Radiomic feature calculation

A total of 458 radiomic features, belonging to ten feature groups, were extracted using the RaCaT tool [20] (version 1.19) as per the Imaging Biomarker Standardisation Initiative (IBSI) guidelines [21]. (Table 1 shows the feature groups with the number of radiomic features per group.) Morphological features were excluded from the analysis, as they only depend on the segmentation and not on the image quality of the PET data. All the remaining features are listed in Additional file 1: Table S5. Before radiomic feature calculation, the images were converted from Bq/ml to SUV by normalisation using the whole-body weight.
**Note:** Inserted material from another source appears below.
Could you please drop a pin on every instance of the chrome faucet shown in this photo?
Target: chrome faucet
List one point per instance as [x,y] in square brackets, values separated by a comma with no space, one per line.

This continuous SUV intensity scale was then discretised using a fixed bin width (FBW) of 0.25 SUV for calculating the texture features. FBW discretisation has been found to give more repeatable radiomic features than the alternative method of fixed bin number (FBN) [12]. Textural features were calculated with an isotropic voxel size of 2 mm, using resampling and linear interpolation of the images and VOIs as recommended [13]. A 26-connected neighbourhood in 3D and an 8-connected neighbourhood in 2D were used to analyse the distribution of voxels, with the neighbourhood consisting of voxels within Chebyshev distance of 1.

Table 1 Radiomic feature groups with the number of robust (excellent ICC and SDM) features in S50p and S25p images

Analysis of radiomic features

All subsequent data analysis was performed using Python (version 3.7.6). Analysis of precision and noise-induced bias were performed separately for tumour and BG VOI.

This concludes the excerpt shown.